La juridiction de renvoi devrait être une juridiction spécialisée dans chaque État membre (par exemple pour la France, le TGI de Paris ou encore les sièges des Juridictions Interrégionales Spécialisées). Les décisions judiciaires nationales seront toutefois encadrées par la jurisprudence de la Cour de justice qui exige une proportionnalité des sanctions.
Le Parquet européen exercera devant ces juridictions l'action publique relative à ces infractions. Cette mission recouvre notamment la prise de réquisitions orales ou écrites, ainsi que la faculté d'interjeter appel contre les décisions rendues en premier ressort. En pratique, le délégué du Parquet européen tiendra le siège du ministère public, s'agissant de délits commis par des auteurs majeurs, devant le tribunal correctionnel et, dans le cadre d'un appel, devant la chambre des appels correctionnels de la Cour d'appel. En outre, dès lors que l'on ne peut exclure que des faits de nature criminelle ressortisse à la compétence du Parquet européen, ainsi que le souligne le Conseil d'État, aucune règle ni aucun principe ne paraît s'opposer à ce que le Parquet européen tienne le siège de l'avocat général devant la Cour d'assises.
c) Les modalités de saisine et la place faite aux victimes
L'étude du Conseil d'État envisage les modalités de saisine du Parquet européen. Si le champ de compétences de celui-ci était restreint à la protection des intérêts financiers de l'Union européenne, la saisine pourrait être ouverte à la Commission européenne et ses services, notamment l'OLAF, à un autre organe de l'Union comme la Cour des comptes, à toute autorité judiciaire d'un État membre, une saisine d'office devant par ailleurs être possible. Le Parquet européen serait chargé de l'action publique pour la répression des délits portant atteinte aux intérêts financiers de l'Union ; la Commission européenne exercerait, le cas échéant l'action civile pour la réparation du dommage qui aurait été causé à l'Union par l'infraction poursuivie.

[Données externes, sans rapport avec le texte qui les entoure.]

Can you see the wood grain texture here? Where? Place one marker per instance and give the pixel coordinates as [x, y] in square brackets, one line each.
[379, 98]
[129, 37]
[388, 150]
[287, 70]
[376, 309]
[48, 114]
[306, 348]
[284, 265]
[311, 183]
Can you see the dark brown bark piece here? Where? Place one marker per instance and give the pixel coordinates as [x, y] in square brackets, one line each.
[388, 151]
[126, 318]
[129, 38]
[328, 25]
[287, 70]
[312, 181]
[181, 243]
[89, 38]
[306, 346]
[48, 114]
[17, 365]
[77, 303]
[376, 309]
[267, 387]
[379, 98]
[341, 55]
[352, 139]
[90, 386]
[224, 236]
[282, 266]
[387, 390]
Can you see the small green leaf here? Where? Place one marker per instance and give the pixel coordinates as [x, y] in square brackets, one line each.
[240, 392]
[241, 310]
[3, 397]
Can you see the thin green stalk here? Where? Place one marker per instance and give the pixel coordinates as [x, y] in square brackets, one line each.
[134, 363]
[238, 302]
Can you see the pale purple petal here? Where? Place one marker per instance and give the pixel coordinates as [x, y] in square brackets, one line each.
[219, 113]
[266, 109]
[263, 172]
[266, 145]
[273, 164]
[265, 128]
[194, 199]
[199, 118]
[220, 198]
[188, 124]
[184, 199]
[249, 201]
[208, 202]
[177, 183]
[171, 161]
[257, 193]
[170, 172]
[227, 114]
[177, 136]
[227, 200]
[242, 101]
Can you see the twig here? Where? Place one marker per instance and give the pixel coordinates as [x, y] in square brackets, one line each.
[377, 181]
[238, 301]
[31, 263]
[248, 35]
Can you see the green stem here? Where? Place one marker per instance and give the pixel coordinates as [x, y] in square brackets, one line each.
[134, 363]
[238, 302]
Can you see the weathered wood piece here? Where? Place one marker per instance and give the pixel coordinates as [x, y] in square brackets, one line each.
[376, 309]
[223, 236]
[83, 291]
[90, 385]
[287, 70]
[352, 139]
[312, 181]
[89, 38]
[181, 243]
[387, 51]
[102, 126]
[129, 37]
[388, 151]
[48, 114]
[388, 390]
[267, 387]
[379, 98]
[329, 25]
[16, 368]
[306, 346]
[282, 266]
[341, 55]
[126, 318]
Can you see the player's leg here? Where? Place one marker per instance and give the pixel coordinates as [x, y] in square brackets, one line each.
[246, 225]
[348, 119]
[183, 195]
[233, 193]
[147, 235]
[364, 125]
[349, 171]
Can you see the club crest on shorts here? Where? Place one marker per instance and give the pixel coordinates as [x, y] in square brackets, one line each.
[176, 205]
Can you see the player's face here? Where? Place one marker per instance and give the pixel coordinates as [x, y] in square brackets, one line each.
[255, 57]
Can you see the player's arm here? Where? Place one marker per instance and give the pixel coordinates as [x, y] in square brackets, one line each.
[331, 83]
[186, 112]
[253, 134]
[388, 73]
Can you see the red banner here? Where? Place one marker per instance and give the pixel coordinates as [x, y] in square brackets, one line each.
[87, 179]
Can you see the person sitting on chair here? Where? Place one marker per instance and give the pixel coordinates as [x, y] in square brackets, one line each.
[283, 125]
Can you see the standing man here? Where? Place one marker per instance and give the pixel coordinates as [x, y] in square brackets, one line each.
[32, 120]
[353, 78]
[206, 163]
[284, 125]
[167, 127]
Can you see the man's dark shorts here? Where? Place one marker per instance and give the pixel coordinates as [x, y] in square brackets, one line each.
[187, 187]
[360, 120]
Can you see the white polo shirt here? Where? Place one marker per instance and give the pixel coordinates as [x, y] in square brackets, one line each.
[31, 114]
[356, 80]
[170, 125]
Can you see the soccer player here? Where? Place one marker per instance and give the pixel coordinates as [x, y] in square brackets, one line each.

Si les compétences étaient étendues à la lutte contre la criminalité grave ayant une dimension transfrontière, la saisine devrait être élargie à Eurojust et à toute personne physique ou morale de l'Union européenne selon des modalités de filtrage à définir, dans le respect du partage des compétences entre le Parquet européen et les parquets nationaux.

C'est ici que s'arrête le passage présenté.